In Nieuwsuur is vanavond de Belgische hoogleraar en Chinakenner Jonathan Holslag te gast. Hij schreef onlangs het boek 'Onmogelijke vrede', over het ambitieuze China dat zodanig boven zijn buurlanden uit torent dat het steeds meer argwaan opwekt.
Zeggenschap
Jaren lang al volgt het ene incident het andere op. Maar China lijkt aan de winnende hand. Met een duidelijke tactiek: Peking bezet steeds meer stukjes zee en probeert er de zeggenschap over te houden. Veel beter uitgerust dan de tegenstanders, lijkt de tactiek succesvol. De Filipijnse marine die de wacht moet houden in een wegroestend schip is niet bestand tegen de Chinezen. En dat geldt ook voor de Vietnamezen, die vlaggen planten op zoveel mogelijk rotsen.
Olie en gas
In totaal maken zes Aziatische landen aanspraak op de Zuid-Chinese Zee: China, Vietnam, de Filipijnen, Taiwan, Maleisië en Brunei. China beschouwt vrijwel de gehele zee als zijn grondgebied. In het gebied zit veel vis en de verwachting is dat er olie- en gasvelden in de bodem zitten.
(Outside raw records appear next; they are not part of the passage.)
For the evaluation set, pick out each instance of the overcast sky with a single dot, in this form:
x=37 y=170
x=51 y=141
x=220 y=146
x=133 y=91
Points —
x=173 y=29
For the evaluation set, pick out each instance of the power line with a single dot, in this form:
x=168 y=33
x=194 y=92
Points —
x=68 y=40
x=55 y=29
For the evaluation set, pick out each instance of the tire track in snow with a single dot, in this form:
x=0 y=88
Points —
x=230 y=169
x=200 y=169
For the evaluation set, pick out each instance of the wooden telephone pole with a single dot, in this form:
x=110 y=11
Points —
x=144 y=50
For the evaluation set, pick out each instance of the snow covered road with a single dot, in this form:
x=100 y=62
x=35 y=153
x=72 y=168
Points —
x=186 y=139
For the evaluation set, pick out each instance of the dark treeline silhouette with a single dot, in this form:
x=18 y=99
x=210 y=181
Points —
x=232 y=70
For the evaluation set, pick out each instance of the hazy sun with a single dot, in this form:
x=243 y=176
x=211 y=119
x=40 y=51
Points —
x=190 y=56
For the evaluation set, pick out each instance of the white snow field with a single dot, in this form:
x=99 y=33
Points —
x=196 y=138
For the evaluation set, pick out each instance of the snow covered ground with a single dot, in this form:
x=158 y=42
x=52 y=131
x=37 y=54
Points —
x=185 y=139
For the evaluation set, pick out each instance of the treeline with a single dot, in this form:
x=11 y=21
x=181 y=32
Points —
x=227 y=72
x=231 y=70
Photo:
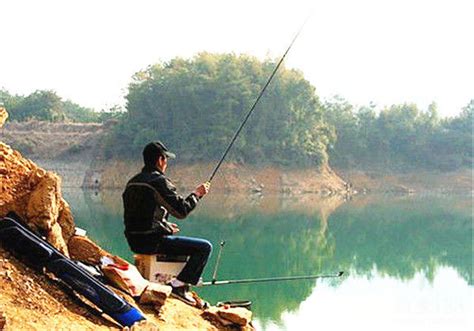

China heeft veel meer geld en mankracht dan de rest van Zuidoost Azië. Alleen al de Chinese kustwacht is groter dan die van Japan, Vietnam, Maleisië, Indonesië en de Filipijnen bij elkaar en de Chinese vissersvloot is de grootste ter wereld.
De strategische ligging van de zee is van cruciaal belang voor de handel en de economie. Uit de wateren komt tien procent van de wereldvisvangst. Dat gecombineerd met mogelijk andere grote hoeveelheden natuurlijke rijkdommen, zorgt ervoor dat alle partijen op zoek gaan naar jurisdictie of soevereiniteit over het gebied.
De zes Aziatische landen eisen daarom niet alleen (een deel van) de eilanden op in de Zee, maar ook (een deel van) de jurisdictie over de zee en de zeebodem.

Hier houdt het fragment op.